Além da rescisão, os créditos trabalhistas passam a ter natureza de créditos concursais, mantendo-se a prioridade de pagamento conforme a Lei de Falências. A Serede também solicitou que funcionários devolvam ferramentas, notebooks, celulares e demais equipamentos de propriedade da empresa, conforme obrigações legais.
Sindicatos e federações reagiram com protestos, acusando a medida de inconsequente e afirmando que milhares de famílias serão impactadas. Eles destacaram que parte essencial do efetivo ainda atende a serviços críticos, como a Oi Soluções, e que a devolução imediata de equipamentos pode colocar a continuidade do serviço em risco.

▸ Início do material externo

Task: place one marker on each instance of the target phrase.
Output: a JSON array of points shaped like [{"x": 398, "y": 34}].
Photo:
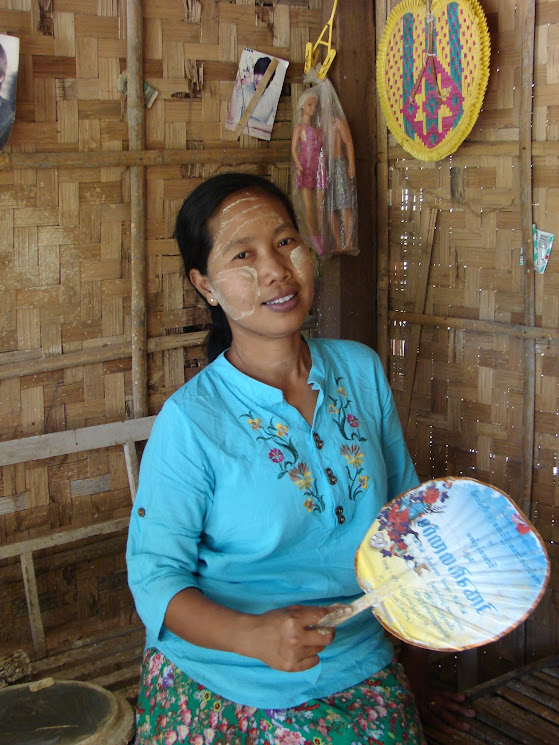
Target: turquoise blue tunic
[{"x": 242, "y": 499}]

Para João Moura Neto, presidente da FITRATELP, os termos de rescisão não teriam sido apresentados, as contas do INSS e FGTS não teriam sido encerradas e as guias do seguro-desemprego não teriam sido emitidas, o que, segundo as entidades, evidencia o desrespeito aos trabalhadores.
As federações alertam que a interrupção abrupta das atividades pode comprometer a infraestrutura de telecomunicações do Grupo Oi e afetar serviços públicos e privados essenciais, pedindo que haja solução que garanta desmobilização ordenada e preservação de valor para trabalhadores e companhias envolvidas.